Erasure. Historians reverse it, combat it, and with every publication hope they don’t repeat it. Ellen Hartigan-O’Connor, Amy Dru Stanley, and Riv-Ellen Prell have recently shown how to avoid erasure as we rewrite histories of the state and capitalism. Luckily, Susan Sleeper-Smith, Christine Walker, Sara Damiano, and Lorri Glover’s recent monographs advance these aims as innovative studies of eighteenth-century women’s economic might. Indigenous Prosperity and American Conquest, Jamaica Ladies, To Her Credit, and Eliza Lucas Pinckney, respectively, discuss women whose economic labor previous scholarship has either underassessed or entirely disregarded as superficial to men’s labor. Anglo-American economies underwent seismic changes during the eighteenth century.
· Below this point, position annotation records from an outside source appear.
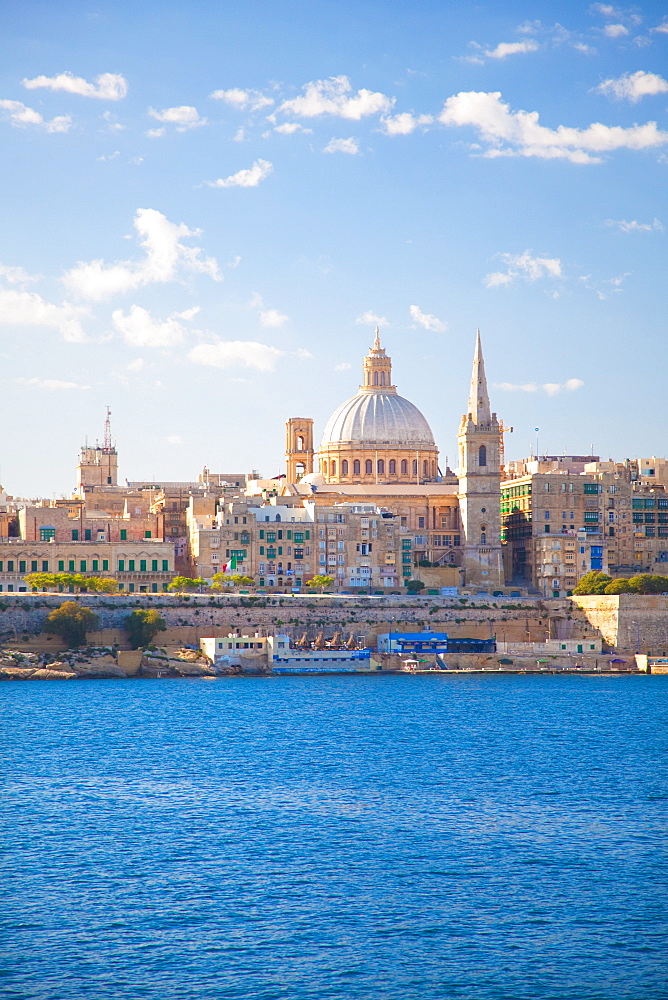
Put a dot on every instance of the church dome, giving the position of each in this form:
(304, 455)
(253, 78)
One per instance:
(378, 419)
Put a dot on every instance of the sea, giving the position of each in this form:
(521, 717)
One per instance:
(483, 837)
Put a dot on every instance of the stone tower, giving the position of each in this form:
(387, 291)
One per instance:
(98, 466)
(298, 448)
(480, 484)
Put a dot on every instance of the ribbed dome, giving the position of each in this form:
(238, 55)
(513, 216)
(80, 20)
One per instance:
(378, 419)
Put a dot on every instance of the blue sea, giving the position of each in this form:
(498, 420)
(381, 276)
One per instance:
(372, 838)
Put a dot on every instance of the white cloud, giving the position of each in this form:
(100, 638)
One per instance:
(335, 96)
(404, 123)
(250, 177)
(49, 383)
(235, 353)
(139, 329)
(166, 256)
(21, 116)
(504, 49)
(243, 100)
(184, 117)
(518, 133)
(29, 309)
(289, 128)
(105, 87)
(551, 388)
(350, 146)
(428, 321)
(633, 86)
(370, 318)
(523, 265)
(636, 227)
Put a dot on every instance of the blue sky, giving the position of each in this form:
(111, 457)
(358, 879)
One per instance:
(207, 207)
These four books improve our understanding of that change by demonstrating that those women’s economic activities were inextricable and essential for, rather than incidental to, the rise of the American state and British empire in that period.
This essay discusses the authors’ thematic focus on interconnectivity—the relationship between women’s economic, legal, social, political, and cultural work within emergent capitalism and state power—and (in)dependence—the extent to which early American and British imperial state development depended on women’s work advancing their own material conditions, resisting encroachment by the state, and adapting to changing economic, political, and social conditions in daily life. Contrary to popular misconception, coverture and disenfranchisement did not eradicate women’s economic agency. Women’s economic labor was essential to state function, the economic survival and social standing of middling urbanites and landowning elites, and the economic plasticity of communities during recession.
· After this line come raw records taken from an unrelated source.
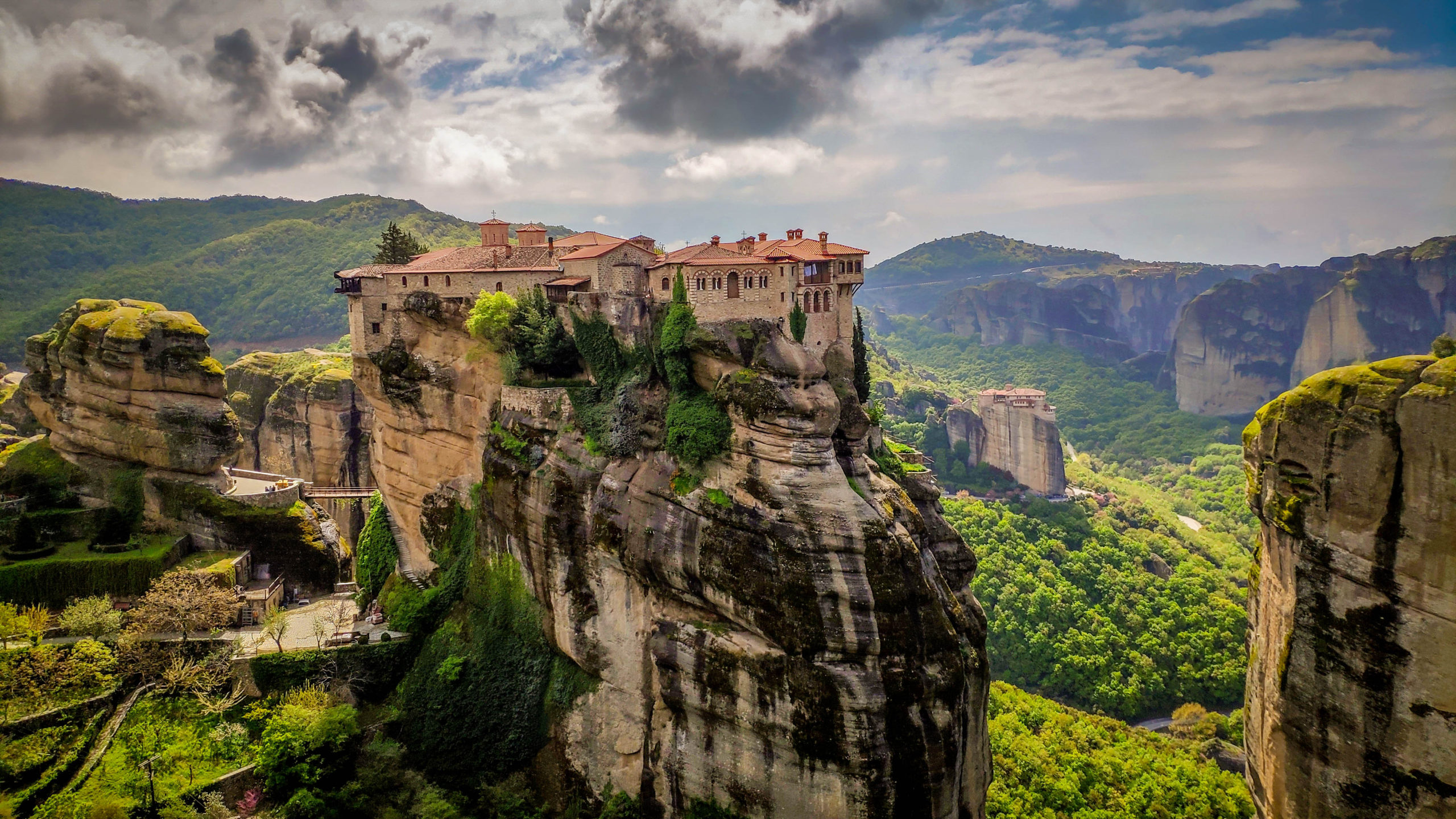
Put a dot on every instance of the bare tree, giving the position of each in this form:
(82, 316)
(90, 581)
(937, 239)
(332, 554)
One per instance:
(184, 602)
Each book reflects important differences in how eighteenth-century women wielded economic influence from up and down the socioeconomic ladder. Sometimes, women pursued their own economic goals in tandem with state interests. At other times, women defied the state’s ambitious, organized effort to demonize and weaponize their central role as economic powerbrokers. What’s more, other women continuously tapped their own legal and economic resources and circumvented social expectations regardless of larger political changes underway. Nevertheless, women’s economic work linked to and independent of slavery, great power/imperial competition, and an impossible-to-overstate transformation of the natural and material worlds created nothing short of modernity.